Visiting Humanities Institute scholar Pablo Ben said he was fascinated by how sexologists' aims differ by location and culture.

"In most other cases, they were able to take their sexual knowledge to another part of the world but he was totally unsuccessful," Ben said. "The goals of German sexology and how the Jews in the Palestine were developing a different kind of sexology was the most rich part."

The field, however, is relevant everywhere.

"Sometimes sexology is cosmopolitan and hyperlocal, but certain ideas and concepts may be national or even international," Leng said.

Fuechtner, referring to Humanities Institute co-director Douglas Haynes, said sexology is a global movement.

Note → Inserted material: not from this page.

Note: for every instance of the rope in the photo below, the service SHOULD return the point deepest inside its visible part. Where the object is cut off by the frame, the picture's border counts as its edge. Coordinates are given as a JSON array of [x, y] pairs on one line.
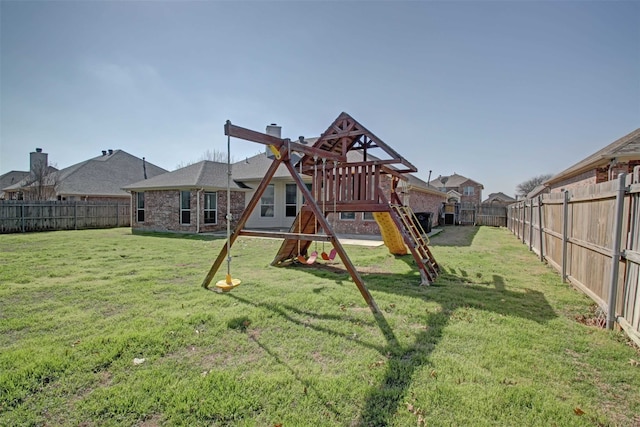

"Doug works on India, I work on Germany, but we started looking at the same materials, and we realized that we were working on very similar issues," Fuechtner said.

A postdoctoral fellow in the Sexualities Project, a research initiative at Northwestern, Leng specializes in the way sexual knowledge travels across national borders due to the forced migration of sexual reform activists.

Leng's lecture, titled "Negotiating Sexology and Subjectivity in Exile: Max Marcuse in Palestine/ Israel," was part of the Humanities Institute's "Toward a Global History of Sexual Science from 1880 to 1950" series, presented by the Leslie Center for Humanities.